Artificial Intelligence 17 min read

When Go Meets GPU: A Hands‑On Guide to Unlocking Thousand‑Fold Compute with CUDA

This article walks Go developers through the fundamentals of GPU architecture and CUDA, demonstrates a complete CGO‑based matrix‑multiplication project, offers performance‑tuning tips such as minimizing PCIe transfers and leveraging shared memory, and presents a PureGo alternative for seamless Go‑GPU integration.

TonyBai

Jan 21, 2026

When Go Meets GPU: A Hands‑On Guide to Unlocking Thousand‑Fold Compute with CUDA

Why Go Developers Should Care About GPUs

As Moore's law slows, CPU single‑core performance stalls while GPUs provide thousands of lightweight cores for massive parallelism, making them ideal for graphics, video transcoding, AI inference, scientific simulations, and cryptographic hashing.

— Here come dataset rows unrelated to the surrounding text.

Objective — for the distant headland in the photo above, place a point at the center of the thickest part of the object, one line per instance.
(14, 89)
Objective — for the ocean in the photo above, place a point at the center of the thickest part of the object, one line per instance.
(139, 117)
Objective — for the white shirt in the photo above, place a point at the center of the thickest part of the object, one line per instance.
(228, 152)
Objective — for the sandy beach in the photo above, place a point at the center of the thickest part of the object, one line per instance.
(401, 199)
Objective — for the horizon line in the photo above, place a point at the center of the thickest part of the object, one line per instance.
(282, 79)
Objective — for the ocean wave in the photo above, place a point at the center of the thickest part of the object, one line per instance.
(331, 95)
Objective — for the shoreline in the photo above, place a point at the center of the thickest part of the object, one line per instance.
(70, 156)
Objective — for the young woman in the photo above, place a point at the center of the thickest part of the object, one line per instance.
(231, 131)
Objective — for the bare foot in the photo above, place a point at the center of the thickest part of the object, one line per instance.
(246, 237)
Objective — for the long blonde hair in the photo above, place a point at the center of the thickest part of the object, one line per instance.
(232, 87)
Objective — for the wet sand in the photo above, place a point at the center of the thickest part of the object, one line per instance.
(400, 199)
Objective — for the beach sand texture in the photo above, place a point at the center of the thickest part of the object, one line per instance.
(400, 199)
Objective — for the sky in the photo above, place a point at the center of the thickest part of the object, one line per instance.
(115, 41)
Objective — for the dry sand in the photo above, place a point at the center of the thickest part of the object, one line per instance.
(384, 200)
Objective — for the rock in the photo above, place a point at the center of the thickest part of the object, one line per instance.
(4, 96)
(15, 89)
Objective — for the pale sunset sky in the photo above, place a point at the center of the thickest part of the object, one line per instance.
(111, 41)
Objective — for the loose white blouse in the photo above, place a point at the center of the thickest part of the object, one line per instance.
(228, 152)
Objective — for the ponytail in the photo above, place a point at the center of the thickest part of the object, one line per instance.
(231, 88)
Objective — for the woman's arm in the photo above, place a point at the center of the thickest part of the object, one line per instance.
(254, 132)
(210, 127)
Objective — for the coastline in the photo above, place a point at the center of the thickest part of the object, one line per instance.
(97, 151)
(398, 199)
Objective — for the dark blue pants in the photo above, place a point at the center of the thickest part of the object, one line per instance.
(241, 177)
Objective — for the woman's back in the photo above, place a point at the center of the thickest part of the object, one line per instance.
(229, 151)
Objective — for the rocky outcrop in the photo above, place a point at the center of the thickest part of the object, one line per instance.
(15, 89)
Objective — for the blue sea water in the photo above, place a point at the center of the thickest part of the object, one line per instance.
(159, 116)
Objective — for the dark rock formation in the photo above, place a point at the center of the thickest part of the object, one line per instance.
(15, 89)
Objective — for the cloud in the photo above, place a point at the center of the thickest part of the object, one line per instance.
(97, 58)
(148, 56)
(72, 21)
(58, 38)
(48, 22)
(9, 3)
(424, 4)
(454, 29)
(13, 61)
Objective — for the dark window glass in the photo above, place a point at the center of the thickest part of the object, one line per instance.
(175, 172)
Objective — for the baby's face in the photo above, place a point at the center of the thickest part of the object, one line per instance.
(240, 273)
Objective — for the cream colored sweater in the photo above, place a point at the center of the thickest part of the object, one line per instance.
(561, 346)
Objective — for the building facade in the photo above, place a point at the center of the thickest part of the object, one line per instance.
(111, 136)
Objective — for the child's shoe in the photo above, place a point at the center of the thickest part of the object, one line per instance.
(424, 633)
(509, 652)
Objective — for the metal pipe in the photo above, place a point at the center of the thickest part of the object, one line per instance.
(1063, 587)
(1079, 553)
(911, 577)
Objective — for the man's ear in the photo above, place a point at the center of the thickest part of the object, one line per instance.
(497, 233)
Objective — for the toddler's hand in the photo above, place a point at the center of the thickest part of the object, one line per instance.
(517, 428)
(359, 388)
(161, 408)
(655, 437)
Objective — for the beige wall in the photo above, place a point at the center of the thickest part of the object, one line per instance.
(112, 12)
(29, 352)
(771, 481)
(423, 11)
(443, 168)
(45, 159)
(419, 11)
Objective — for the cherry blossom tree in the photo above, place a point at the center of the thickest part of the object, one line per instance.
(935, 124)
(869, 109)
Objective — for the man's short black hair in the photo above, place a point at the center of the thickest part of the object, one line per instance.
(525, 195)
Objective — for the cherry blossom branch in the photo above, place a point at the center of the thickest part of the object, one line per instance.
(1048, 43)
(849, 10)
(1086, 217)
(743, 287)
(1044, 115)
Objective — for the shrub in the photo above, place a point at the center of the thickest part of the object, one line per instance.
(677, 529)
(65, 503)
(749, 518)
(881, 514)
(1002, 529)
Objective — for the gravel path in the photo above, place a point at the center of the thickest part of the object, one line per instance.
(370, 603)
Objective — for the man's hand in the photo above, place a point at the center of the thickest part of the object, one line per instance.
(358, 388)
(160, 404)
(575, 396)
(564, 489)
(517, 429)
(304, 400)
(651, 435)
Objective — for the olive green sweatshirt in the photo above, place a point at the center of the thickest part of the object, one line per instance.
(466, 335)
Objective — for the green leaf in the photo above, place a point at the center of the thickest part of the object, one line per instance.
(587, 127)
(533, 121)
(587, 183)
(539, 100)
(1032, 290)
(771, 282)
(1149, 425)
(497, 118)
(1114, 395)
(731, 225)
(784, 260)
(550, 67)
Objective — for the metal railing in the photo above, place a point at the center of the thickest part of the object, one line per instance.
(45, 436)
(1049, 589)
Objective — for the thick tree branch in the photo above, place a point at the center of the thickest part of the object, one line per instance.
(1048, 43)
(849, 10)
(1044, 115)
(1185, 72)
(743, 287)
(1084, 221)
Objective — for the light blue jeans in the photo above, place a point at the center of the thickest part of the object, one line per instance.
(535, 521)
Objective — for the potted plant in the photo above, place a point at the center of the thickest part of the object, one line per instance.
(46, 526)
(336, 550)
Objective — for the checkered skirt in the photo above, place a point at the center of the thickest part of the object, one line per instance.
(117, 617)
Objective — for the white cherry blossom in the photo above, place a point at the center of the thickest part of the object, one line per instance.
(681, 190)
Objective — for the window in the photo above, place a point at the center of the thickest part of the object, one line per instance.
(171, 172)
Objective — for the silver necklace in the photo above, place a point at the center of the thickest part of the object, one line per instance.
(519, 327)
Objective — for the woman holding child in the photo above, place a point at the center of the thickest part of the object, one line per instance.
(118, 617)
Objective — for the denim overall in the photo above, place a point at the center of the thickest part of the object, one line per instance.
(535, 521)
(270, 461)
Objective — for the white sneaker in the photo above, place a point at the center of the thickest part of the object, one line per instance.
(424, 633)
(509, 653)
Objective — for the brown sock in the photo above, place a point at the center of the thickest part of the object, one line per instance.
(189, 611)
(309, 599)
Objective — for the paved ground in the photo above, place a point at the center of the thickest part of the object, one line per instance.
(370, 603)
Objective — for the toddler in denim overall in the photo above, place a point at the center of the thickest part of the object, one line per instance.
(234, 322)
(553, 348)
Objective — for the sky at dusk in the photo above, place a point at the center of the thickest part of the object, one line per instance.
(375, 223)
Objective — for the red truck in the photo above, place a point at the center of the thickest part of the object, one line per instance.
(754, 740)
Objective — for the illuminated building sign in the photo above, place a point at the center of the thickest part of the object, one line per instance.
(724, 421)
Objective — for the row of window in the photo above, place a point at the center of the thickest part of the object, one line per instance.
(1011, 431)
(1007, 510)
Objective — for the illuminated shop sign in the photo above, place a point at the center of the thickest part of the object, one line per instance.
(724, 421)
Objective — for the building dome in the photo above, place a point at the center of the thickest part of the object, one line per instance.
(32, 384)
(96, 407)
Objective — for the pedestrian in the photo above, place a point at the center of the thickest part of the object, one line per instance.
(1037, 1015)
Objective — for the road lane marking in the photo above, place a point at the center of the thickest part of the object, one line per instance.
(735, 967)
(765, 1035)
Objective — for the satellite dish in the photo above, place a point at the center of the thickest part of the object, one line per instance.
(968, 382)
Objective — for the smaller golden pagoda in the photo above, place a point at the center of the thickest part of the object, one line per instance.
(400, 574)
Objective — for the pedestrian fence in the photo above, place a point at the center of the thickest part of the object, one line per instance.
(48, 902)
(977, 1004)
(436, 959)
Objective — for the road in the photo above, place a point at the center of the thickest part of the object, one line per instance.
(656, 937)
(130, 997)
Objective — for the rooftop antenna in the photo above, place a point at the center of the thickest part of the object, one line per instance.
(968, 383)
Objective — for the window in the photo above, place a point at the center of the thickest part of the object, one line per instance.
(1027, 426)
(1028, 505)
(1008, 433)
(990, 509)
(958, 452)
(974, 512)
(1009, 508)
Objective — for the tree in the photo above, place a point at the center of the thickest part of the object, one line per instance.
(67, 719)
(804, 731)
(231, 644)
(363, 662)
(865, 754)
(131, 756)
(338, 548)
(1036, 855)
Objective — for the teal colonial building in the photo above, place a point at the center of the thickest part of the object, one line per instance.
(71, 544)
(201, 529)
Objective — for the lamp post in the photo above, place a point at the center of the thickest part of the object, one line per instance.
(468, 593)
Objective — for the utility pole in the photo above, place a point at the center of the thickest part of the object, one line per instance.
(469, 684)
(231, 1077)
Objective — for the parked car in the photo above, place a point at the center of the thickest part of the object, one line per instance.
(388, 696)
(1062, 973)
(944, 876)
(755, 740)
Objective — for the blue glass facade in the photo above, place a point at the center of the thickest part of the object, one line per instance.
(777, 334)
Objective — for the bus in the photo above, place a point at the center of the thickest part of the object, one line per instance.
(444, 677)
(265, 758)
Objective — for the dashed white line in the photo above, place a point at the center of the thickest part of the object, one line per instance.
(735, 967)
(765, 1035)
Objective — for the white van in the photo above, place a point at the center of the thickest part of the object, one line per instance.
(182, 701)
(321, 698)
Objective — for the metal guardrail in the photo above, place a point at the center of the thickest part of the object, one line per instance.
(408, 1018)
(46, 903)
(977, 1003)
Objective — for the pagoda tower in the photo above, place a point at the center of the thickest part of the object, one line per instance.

GPU Architecture and CUDA Programming Model Overview

Sam Burns likens a CPU to a handful of expert specialists and a GPU to a disciplined army. In CUDA, the kernel is the function executed on the GPU. Launching a kernel starts thousands of threads, each identified by threadIdx to process a distinct data element.

1. Thread Model – From Thread to Grid

Thread : the smallest execution unit, similar to a CPU thread but extremely lightweight.

Block : a group of threads that share fast __syncthreads() ‑synchronised shared memory.

Grid : the collection of all blocks that run the same kernel.

2. Memory Hierarchy – Speed vs. Capacity

Registers : fastest, private to each thread, limited in number.

Shared Memory : L1‑cache‑level speed, private to a block, crucial for reducing global memory traffic.

Global Memory : large (e.g., 24 GB GDDR6X) but high latency.

Constant Memory : cached read‑only memory for broadcasting values.

Efficient CUDA code keeps data in registers and shared memory as much as possible.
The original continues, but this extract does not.